Osteoporosis is characterized by a reduction in bone density and strength to the extent that fractures occur after minimal trauma. It is well known that estrogen deficiency as in postmenopause and ovariectomy leads to acceleration of bone resorption and rapid bone loss, resulting in the development of osteoporosis. [1]

Current therapies recommended for postmenopausal osteoporosis (PMO) treatment include supplementation with estrogen or hormone replacement therapies (ERT or HRT). Estrogen is the most potent inhibitor of bone resorption and the most widely recommended therapy to reduce the rate of postmenopausal bone loss. However, available evidence appears to suggest that the long-term use of ERT has numerous side effects. [2],[3] Currently, natural alternatives with estrogen-like activities such as soy isoflavones are being investigated as possible alternatives for HRT. [4],[5],[6] Isoflavones are compounds in plant foods, particularly soybeans, which are structurally and functionally similar to estrogens. They have recently received considerable attention for their potential use in the prevention of postmenopausal bone loss. Data from animal experiments provided evidence that soy protein can attenuate PMO and it was suggested that isoflavones in soy might be responsible for their protective effects on bone. [7],[8],[9] Of all the isoflavones, genistein has received the most attention. [10] Genistein (4',5,7-trihydroxyisoflavone) (1) is a major isoflavone phytochemical in some plants belonging to the leguminosae family. It is known as a phytoestrogen that is capable of binding to the estrogen receptor. [11] Much attention has been focused on the role of genistein in preventing bone loss resulting at least in part from estrogen deficiency. [12],[13],[14] Furthermore, the findings that genistein acts as a selective estrogen receptor modulator (SERM) on osteoblastic cells [15] and in ovariectomized (OVX) mice [16] highlights the possibility that this isoflavone phytochemical hardly affects the uterus in the dose ranges in which it exerts estrogen-like regulatory action on bone and bone marrow metabolism. However, some studies reported no overall association between genistein intake and BMD and fracture rates. The effect of genistein on bone loss is still a controversial subject.

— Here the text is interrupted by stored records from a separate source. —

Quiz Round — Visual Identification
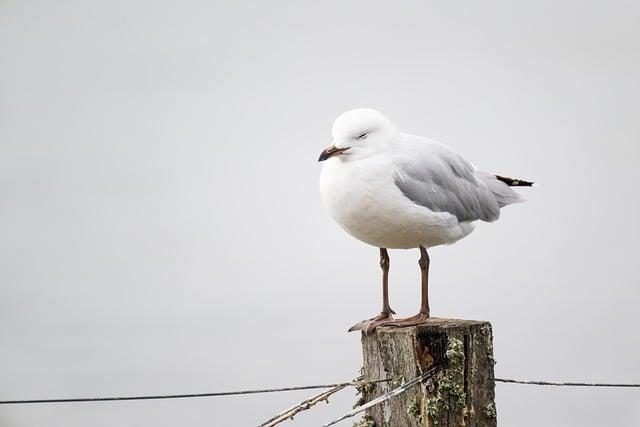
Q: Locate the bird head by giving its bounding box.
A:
[318,108,398,162]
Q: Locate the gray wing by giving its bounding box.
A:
[395,141,500,222]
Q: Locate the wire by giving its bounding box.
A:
[0,378,640,405]
[322,366,440,427]
[496,378,640,387]
[0,379,389,405]
[258,375,364,427]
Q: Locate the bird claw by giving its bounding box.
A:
[385,313,429,328]
[349,310,395,334]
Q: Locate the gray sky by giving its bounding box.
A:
[0,0,640,427]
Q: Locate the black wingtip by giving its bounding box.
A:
[496,175,533,187]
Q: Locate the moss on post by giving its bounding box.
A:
[362,318,497,427]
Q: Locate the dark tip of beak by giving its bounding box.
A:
[318,145,349,162]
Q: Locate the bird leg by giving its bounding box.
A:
[349,248,396,333]
[385,246,430,328]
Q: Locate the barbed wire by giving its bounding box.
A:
[322,366,440,427]
[0,379,389,405]
[258,375,364,427]
[0,378,640,405]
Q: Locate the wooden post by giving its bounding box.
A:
[360,318,497,427]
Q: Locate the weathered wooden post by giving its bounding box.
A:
[361,318,497,427]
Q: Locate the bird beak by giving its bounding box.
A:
[318,145,351,162]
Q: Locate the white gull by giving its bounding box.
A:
[319,108,533,332]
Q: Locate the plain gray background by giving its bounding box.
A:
[0,0,640,427]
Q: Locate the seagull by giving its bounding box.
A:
[318,108,533,333]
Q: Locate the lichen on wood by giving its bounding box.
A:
[362,318,496,427]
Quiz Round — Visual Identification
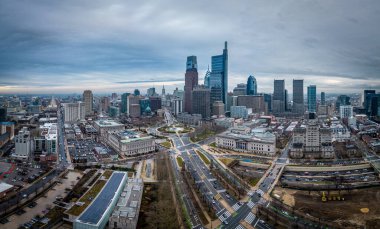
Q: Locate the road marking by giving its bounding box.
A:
[244,212,256,224]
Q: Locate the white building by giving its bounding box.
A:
[63,102,86,123]
[106,130,156,156]
[339,105,354,119]
[34,123,58,154]
[172,98,183,116]
[230,106,252,119]
[215,128,276,157]
[94,119,125,140]
[12,127,33,160]
[290,119,334,158]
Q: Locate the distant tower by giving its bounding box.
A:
[247,75,257,95]
[184,56,198,113]
[83,90,94,115]
[162,85,165,96]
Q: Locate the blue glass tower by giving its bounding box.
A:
[211,41,228,109]
[247,75,257,95]
[307,85,317,113]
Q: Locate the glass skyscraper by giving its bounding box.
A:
[211,41,228,110]
[247,75,257,95]
[307,85,317,113]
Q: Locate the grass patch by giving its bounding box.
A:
[160,141,172,148]
[209,142,216,147]
[177,157,183,167]
[190,130,216,142]
[248,178,260,187]
[67,180,107,216]
[197,150,210,165]
[219,158,234,166]
[103,170,113,180]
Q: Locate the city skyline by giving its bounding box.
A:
[0,1,380,94]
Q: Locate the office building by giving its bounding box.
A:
[307,85,317,113]
[73,171,128,229]
[211,41,228,108]
[63,102,86,123]
[247,75,257,95]
[339,105,354,119]
[292,80,304,115]
[212,101,224,116]
[120,93,131,114]
[237,95,265,113]
[215,128,276,157]
[184,56,198,113]
[321,91,326,105]
[172,98,183,116]
[231,106,252,119]
[290,113,334,159]
[12,127,33,160]
[232,83,247,96]
[106,130,156,157]
[335,95,351,111]
[272,80,285,114]
[204,66,211,88]
[83,90,94,116]
[192,86,211,118]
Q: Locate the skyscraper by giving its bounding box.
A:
[211,41,228,106]
[83,90,94,115]
[293,80,304,114]
[184,56,198,113]
[307,85,317,113]
[120,93,131,114]
[321,91,326,105]
[192,86,211,118]
[272,80,285,113]
[247,75,257,95]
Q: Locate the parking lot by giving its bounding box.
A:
[67,139,118,163]
[0,162,48,188]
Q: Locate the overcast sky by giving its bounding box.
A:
[0,0,380,93]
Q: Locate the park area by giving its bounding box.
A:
[272,187,380,228]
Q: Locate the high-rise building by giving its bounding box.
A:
[120,93,131,114]
[321,91,326,105]
[307,85,317,113]
[212,101,224,116]
[232,83,247,96]
[63,102,86,123]
[247,75,257,95]
[184,56,198,113]
[133,89,140,96]
[293,80,304,114]
[335,95,351,111]
[272,80,285,113]
[83,90,94,116]
[211,41,228,108]
[237,95,265,113]
[204,66,211,88]
[192,86,211,118]
[13,127,33,160]
[339,105,354,119]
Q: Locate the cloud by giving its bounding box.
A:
[0,0,380,93]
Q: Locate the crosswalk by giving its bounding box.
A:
[232,202,240,211]
[256,189,264,196]
[218,211,231,222]
[244,212,256,224]
[235,224,245,229]
[247,200,255,209]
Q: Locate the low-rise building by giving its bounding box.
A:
[215,128,276,157]
[109,178,144,229]
[106,130,156,156]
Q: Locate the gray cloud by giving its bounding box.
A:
[0,0,380,93]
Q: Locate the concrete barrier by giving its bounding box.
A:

The purpose of this study was to determine whether the administration of genistein is capable of preventing rapid in vivo and in vitro bone loss. Cell proliferation as well as the expression of some biochemical parameters of osteoblastic phenotypes were monitored. The in vivo effects of genistein on BMD and bone minerals including calcium and phosphorous were also evaluated.

 Materials and Methods

Chemicals and animals

All drugs were prepared in dimethylsulfoxide (DMSO) and then diluted with the medium (final DMSO concentration ≤ 0.05% (v/v)). All other reagents were from Sigma Chemical Co. (St. Louis, MO, USA) unless otherwise stated. All chemicals were of analytical grade. Each experiment was repeated three times.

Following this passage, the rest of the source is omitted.